Stanisław Lem (1921–2006) was a Polish science fiction, philosophical, and satirical writer. His books have been translated into forty-one languages and have sold over twenty-seven million copies. He is perhaps best known as the author of Solaris, which has twice been made into a feature film.
His works explore philosophical themes; speculation on technology, the nature of intelligence, the impossibility of mutual communication and understanding, despair about human limitations and humankind's place in the universe. They are sometimes presented as fiction, but others are in the form of essays or philosophical books.
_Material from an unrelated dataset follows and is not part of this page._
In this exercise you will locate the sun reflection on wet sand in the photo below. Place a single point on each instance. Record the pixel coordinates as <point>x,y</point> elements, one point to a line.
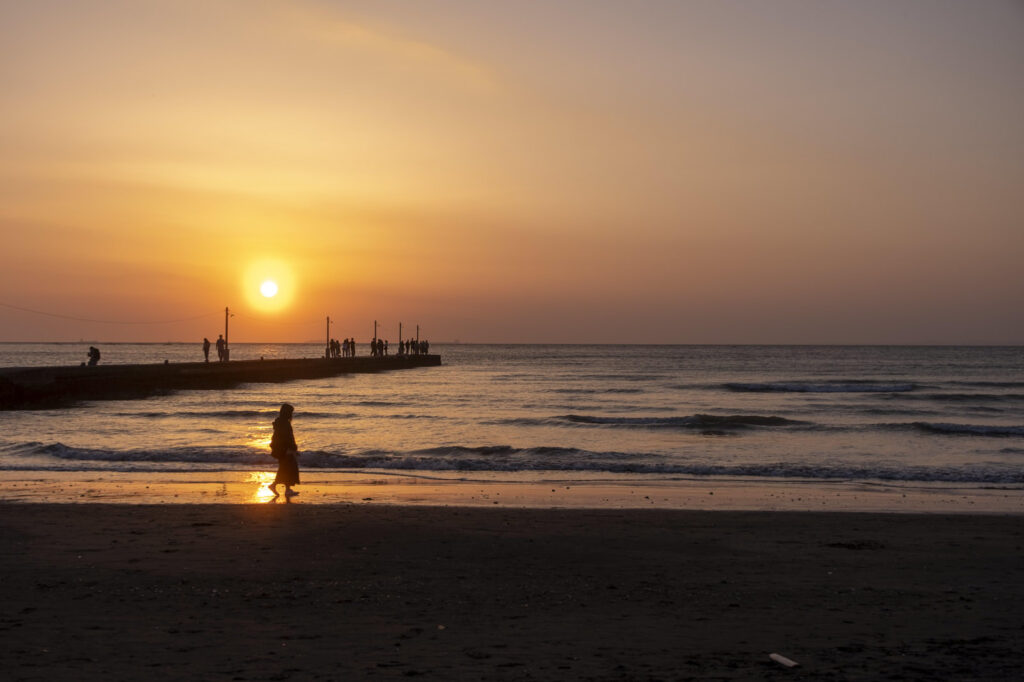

Lem's first novel, The Man from Mars (Czlowiek z Marsa), was published in a weekly pulp fiction magazine, Nowy Swiat Przygod. Lem's poems and short stories appeared in Tygodnik Powszechny, Zolniez Polski, Kuznica, and other magazines. In 1948 Lem started writing his novel Hospital of Transfiguration (Szpital Przemieniena); its publication was blocked by the communist censorship, and it did not appear until eight years later. In 1951 Lem's first science-fiction book, Astronauts (Astronauci) was published. Lem became truly productive after 1956, when the de-Stalinization period led to the "Polish October" and increased freedom of speech in Poland. Between 1956 and 1968, Lem authored seventeen books. His works were widely translated abroad (although mostly in the Eastern Bloc countries). In 1957 he published his first nonfiction book, Dialogi (Dialogues). Dialogi and Summa Technologiae (1964) are his two most famous philosophical texts. Over the next few decades, Lem published many books, both science fiction and philosophical/futurological, although from the 1980s onward he tended to concentrate on philosophical texts and essays. He gained international fame for The Cyberiad, a series of humorous short stories from a mechanical universe ruled by robots, first published in English in 1974. His best-known novels include Solaris (1961), His Master's Voice(Głos pana, 1968), and the late Fiasco (Fiasko, 1987), expressing most strongly his major theme of the futility of mankind's attempts to comprehend the truly alien.
In 1973, in recognition of his achievements, Lem was invited to join the Science Fiction Writers of America. However, he was soon expelled from this organization because of critical remarks about low standards of American science fiction. In 1982, after martial law was declared in Poland, Lem left his homeland to study in Berlin. A year later he moved to Vienna. Lem was a member of the Polish Writers Association, the Polish PEN Club, the committee "Poland 2000" under the auspices of the Polish Academy of Sciences, and the PAU (Polska Akademia Umiejetnosci). The writer received several Polish and international awards for literature (Polish state prizes, Austrian State Prize for the European Culture), decorations (The Medal of the White Eagle) and honorary degrees (Warsaw Polytechnic, Opole University, University of Lvov, Jagiellonian University). Lem died on March 27th, 2006.